Tracking Conversations: Measuring Content and Identity Exposure on AI Chatbots

Published 30 Apr 2026 in cs.CR and cs.CY | (2604.27438v1)

Abstract: AI chatbots are becoming a primary interface for seeking information. As their popularity grows, chatbot providers are starting to deploy advertising and analytics. Despite this, tracking on AI chatbots has not been systematically studied. We present a systematic measurement of web tracking on 20 popular AI chatbots. Under controlled settings using a sensitive prompt, we capture and compare network traffic in normal chats and, where supported, private chats. We search for exposure of two categories of information: content, including prompts, prompt-derived titles, chat URLs, and chat identifiers; and identity, including names, emails, account identifiers, first-party cookies, and explicit IP/User-Agent fields in payloads. We find that 17 of 20 chatbots share information with at least one third party. Three chatbots share plaintext conversation text, including both prompt and response snippets, with Microsoft Clarity through session replay. Fifteen chatbots share conversation URLs or chat identifiers with third-party advertising, analytics, or social endpoints. Several chatbots expose user identity through support widgets, analytics, advertising, and session replay tags; in some cases, hashed emails are shared.

Abstract PDF Upgrade to Chat

Authors (4)

Summary

The paper presents the first systematic audit of AI chatbots, revealing that 17 of 20 platforms transmit sensitive conversational and identity data to third parties.
It employs controlled sessions and network traffic analysis to detect key exposure vectors such as session replay, embedded widgets, and metadata harvesting.
The findings underscore significant privacy risks, prompting calls for improved design strategies and clearer regulatory frameworks to prevent unauthorized data sharing.

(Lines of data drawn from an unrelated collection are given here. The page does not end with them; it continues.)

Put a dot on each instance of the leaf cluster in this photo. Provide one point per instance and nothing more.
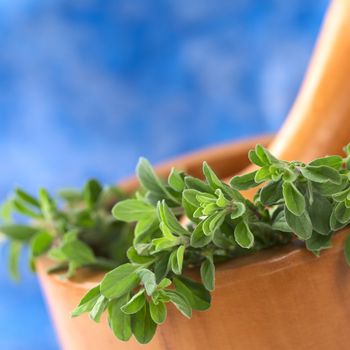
(172, 225)
(75, 229)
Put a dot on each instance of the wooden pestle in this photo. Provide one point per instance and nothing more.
(319, 121)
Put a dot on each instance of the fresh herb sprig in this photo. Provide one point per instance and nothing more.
(170, 226)
(76, 230)
(187, 222)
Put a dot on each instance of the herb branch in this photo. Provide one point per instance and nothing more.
(151, 239)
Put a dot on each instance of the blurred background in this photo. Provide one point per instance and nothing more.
(86, 87)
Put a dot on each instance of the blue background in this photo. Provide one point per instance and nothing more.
(86, 87)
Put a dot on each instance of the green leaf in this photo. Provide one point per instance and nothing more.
(243, 235)
(271, 193)
(238, 210)
(148, 279)
(263, 174)
(197, 184)
(176, 259)
(180, 302)
(15, 249)
(19, 232)
(280, 223)
(176, 181)
(213, 181)
(158, 312)
(131, 210)
(330, 161)
(216, 220)
(198, 238)
(321, 174)
(294, 200)
(79, 252)
(341, 196)
(244, 182)
(24, 210)
(208, 274)
(119, 322)
(87, 302)
(320, 212)
(135, 258)
(167, 216)
(120, 281)
(40, 243)
(318, 242)
(135, 303)
(91, 192)
(98, 309)
(161, 266)
(347, 250)
(143, 326)
(301, 225)
(195, 293)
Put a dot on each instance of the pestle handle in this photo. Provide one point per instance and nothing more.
(319, 121)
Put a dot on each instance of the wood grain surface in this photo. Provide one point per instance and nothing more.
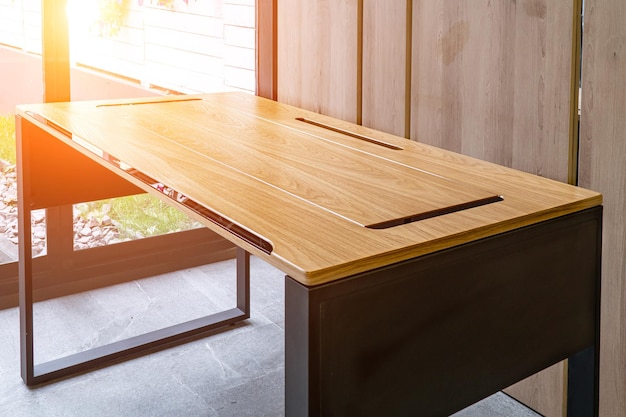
(603, 167)
(308, 190)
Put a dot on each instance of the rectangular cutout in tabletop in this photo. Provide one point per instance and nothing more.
(301, 165)
(361, 187)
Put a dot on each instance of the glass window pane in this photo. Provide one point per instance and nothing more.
(134, 48)
(21, 82)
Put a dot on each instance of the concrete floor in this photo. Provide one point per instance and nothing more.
(239, 372)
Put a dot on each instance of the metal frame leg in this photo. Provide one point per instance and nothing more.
(583, 384)
(33, 374)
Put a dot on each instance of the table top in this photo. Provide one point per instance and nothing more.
(317, 197)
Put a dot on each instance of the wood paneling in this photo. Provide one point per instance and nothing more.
(603, 168)
(318, 60)
(491, 80)
(385, 57)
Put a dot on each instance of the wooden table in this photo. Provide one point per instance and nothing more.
(417, 278)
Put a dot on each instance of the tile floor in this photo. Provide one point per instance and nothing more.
(235, 373)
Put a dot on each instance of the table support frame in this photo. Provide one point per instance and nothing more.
(34, 374)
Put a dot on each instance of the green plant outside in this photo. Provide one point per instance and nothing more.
(139, 215)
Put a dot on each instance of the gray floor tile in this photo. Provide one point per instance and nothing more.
(239, 372)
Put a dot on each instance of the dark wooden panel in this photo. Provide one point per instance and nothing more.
(436, 333)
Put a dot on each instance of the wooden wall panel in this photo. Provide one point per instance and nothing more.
(318, 62)
(385, 57)
(493, 80)
(487, 79)
(603, 168)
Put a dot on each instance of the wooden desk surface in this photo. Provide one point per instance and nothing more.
(330, 200)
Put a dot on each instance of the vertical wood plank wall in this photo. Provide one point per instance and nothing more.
(603, 168)
(385, 36)
(493, 80)
(318, 58)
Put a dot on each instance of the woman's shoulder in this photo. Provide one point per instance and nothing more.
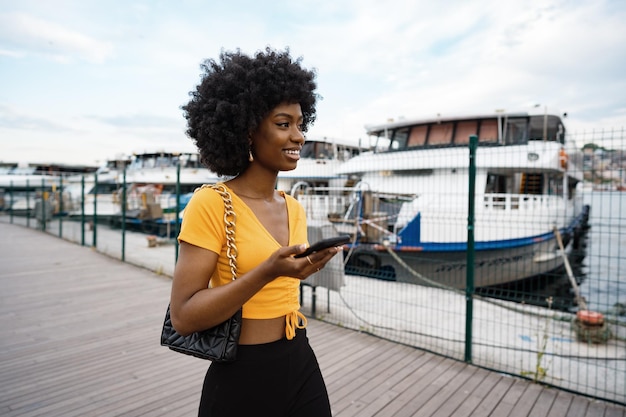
(205, 198)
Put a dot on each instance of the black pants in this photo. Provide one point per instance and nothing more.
(278, 379)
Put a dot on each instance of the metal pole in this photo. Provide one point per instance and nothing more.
(43, 205)
(82, 210)
(11, 201)
(123, 204)
(94, 229)
(60, 205)
(27, 202)
(469, 284)
(177, 212)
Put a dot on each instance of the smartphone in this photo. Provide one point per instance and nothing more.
(325, 243)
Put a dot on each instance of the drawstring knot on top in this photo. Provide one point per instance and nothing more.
(293, 323)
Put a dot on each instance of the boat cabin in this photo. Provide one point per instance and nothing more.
(498, 129)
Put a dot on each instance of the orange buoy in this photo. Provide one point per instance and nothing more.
(590, 317)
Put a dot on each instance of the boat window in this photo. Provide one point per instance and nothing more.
(488, 132)
(464, 130)
(515, 132)
(324, 151)
(418, 136)
(308, 150)
(553, 126)
(399, 138)
(440, 134)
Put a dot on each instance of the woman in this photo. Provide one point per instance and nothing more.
(248, 117)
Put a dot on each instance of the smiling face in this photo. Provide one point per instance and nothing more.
(277, 142)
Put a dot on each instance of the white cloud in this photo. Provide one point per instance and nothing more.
(25, 32)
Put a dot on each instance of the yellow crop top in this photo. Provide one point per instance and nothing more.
(203, 226)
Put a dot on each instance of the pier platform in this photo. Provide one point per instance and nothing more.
(82, 339)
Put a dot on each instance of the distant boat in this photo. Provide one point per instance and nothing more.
(409, 212)
(317, 176)
(21, 185)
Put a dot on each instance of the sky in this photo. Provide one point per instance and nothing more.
(83, 81)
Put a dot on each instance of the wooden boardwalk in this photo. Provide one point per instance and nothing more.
(82, 339)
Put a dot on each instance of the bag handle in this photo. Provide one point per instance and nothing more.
(230, 218)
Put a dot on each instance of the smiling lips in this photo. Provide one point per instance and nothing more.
(293, 153)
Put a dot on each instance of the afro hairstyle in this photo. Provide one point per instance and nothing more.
(235, 94)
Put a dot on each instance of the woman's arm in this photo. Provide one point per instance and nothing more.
(194, 307)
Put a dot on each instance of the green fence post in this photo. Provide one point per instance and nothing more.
(94, 229)
(43, 205)
(469, 284)
(11, 201)
(60, 214)
(123, 207)
(82, 210)
(27, 202)
(177, 213)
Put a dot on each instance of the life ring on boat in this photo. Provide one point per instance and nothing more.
(563, 158)
(590, 317)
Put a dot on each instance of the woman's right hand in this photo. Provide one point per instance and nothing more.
(283, 263)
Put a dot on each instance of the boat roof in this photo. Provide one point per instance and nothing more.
(392, 124)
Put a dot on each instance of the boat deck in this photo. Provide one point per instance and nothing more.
(83, 340)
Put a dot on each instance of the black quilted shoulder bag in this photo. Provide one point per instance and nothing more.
(219, 343)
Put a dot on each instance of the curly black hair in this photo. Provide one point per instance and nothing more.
(234, 96)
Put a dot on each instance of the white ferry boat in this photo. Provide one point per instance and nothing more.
(409, 213)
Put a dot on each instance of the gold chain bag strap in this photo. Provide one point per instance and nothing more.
(219, 343)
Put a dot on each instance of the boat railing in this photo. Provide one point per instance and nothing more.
(509, 202)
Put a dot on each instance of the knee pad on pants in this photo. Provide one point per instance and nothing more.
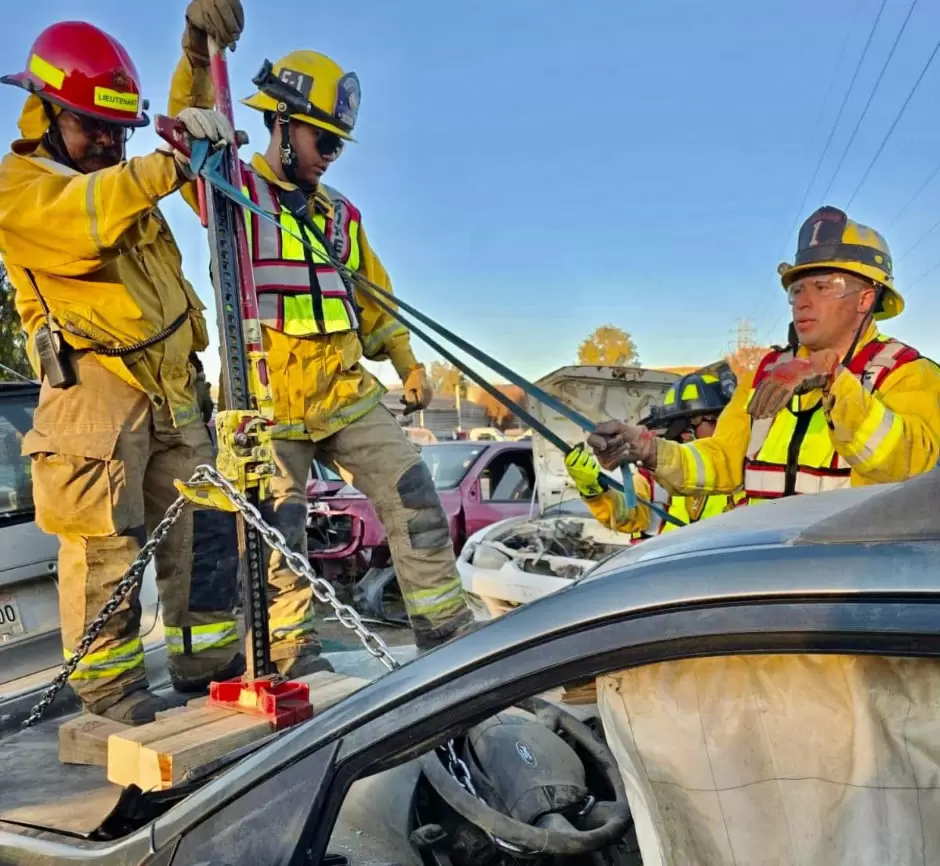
(213, 585)
(428, 529)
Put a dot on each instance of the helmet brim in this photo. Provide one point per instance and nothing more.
(262, 102)
(891, 303)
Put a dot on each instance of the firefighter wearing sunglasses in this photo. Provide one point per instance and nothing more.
(316, 330)
(843, 405)
(689, 412)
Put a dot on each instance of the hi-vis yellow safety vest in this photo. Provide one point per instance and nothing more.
(792, 453)
(298, 292)
(688, 509)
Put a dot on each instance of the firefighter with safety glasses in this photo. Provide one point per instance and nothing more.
(843, 405)
(317, 329)
(689, 412)
(113, 325)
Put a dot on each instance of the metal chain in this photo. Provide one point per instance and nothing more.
(297, 563)
(300, 565)
(130, 579)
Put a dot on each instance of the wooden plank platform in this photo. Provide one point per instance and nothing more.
(84, 739)
(158, 755)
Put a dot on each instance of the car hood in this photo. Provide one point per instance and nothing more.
(880, 513)
(599, 393)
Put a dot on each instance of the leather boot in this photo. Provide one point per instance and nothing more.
(200, 685)
(135, 708)
(302, 666)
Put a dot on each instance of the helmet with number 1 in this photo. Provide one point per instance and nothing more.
(326, 96)
(78, 67)
(829, 240)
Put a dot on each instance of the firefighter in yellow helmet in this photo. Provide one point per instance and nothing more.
(843, 405)
(689, 412)
(317, 328)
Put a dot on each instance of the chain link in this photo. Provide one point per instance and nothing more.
(458, 768)
(297, 563)
(131, 578)
(300, 565)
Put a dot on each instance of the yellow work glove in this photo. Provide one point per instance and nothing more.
(418, 391)
(585, 471)
(219, 20)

Tracking Content and Identity Exposure in AI Chatbots: An Empirical Audit

Introduction and Motivation

"Tracking Conversations: Measuring Content and Identity Exposure on AI Chatbots" (2604.27438) presents a comprehensive measurement study of third-party tracking and data exposure in web-based AI chatbot platforms. As LLM-driven chatbots consolidate their role as primary information interfaces, privacy threats intensify due to direct personal disclosures and persistent authentication, shifting tracking from traditional browser-level artifacts (cookies, fingerprints, IP) to account-level identifiers (emails, names). This paper establishes the first systematic audit of these risks across 20 top-ranked chatbot providers, revealing detailed structures of both content and identity exposure.

Methodology

The audit targets the network layer, capturing traffic during controlled sessions with a highly sensitive prompt ("pregnancy test near me") across both normal and private/incognito chat modes. For each chatbot, new accounts are created, and traffic is recorded in Chrome, focusing on transmission of:

Content: prompt text, keywords, prompt-derived titles, chat URLs, chat identifiers, assistant responses.
Identity: names, emails, internal IDs, account cookies, explicit IP/User-Agent in payloads.

Preprocessing uncompresses/decodes payloads and extracts string/hashing variants to maximize detection of exposed artifacts, including explicit and masked forms. Requests are categorized by party affiliation: first-party, platform-party, and third-party; third-party domains are further classified into analytics, advertising, and other.

Widespread Tracking: Distribution of Data Flows

A dominant finding is that 17/20 chatbots share information with at least one third-party during a single session. Platform-party routing (e.g., Gemini's Google Analytics, Copilot's Microsoft Clarity) is distinguished from bona fide third-party flows. Notably, three chatbots do not embed external third parties, instead limiting flows to platform-owned domains.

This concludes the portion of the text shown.